Eve varıp daire kapısını açarken terasa çıkan merdivenin ordan bir mırıltı duydum, kafamı kaldırıp baktım, Güzin burnunu çekiyordu, kapıyı açtım elimle buyur işareti yapıp içeriyi gösterdim. İçeri geçti, kapıyı kapatır kapatmaz

-"Neden bana orospu muamelesi yapıyorsun?"

diye sordu.

-"Çünkü orospu sikiyormuş gibi davranmak beni tahrik ediyor! Karşımdaki kadının da benim de küfür ederek ya da aşağılayarak sevişmesi çok hoşuma gidiyor!"
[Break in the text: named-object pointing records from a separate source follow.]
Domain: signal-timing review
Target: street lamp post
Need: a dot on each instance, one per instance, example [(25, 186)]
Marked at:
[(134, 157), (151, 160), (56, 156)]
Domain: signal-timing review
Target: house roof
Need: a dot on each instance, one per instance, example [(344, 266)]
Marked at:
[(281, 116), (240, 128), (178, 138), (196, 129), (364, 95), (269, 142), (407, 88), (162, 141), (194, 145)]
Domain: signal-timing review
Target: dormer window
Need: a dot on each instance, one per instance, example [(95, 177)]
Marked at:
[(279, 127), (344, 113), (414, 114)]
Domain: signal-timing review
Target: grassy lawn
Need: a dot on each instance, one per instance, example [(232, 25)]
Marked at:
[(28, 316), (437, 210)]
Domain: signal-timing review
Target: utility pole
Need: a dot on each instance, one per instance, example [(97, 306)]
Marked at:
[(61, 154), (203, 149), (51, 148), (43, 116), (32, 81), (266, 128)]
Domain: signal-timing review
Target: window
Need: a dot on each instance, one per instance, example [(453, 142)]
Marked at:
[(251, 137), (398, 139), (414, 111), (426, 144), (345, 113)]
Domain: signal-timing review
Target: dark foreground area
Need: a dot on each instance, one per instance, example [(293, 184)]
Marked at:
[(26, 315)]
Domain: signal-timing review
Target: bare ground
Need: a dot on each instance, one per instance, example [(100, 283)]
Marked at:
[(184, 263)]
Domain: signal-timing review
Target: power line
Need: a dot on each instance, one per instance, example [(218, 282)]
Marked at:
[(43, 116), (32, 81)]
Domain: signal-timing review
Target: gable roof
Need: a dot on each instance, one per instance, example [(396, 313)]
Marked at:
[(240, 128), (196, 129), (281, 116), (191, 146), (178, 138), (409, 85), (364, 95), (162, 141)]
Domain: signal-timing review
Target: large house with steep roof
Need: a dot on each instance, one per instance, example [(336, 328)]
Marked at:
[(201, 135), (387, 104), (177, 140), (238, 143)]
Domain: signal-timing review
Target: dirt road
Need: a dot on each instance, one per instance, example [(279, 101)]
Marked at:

dedim. Bu davranışımın ona has bir şey olmadığını söylediğimde gülmeye başladı.

-"Ne oldu?"
-"Beni öyle aşağılayarak becerdiğinde inanılmaz zevk aldım, sonrasında kendimi paçavra gibi hissettim ama o günden sonra aklıma geldikçe ıslandım, kendimi parmakladım, Ümit beni sikmeye çalışırken bile onun sadece o akşamlık gelen müşteri, benimse parasını alıp amını peçeteyle silecek orospu olduğumu hayal ettim ve ancak o zaman orgazm oldum!"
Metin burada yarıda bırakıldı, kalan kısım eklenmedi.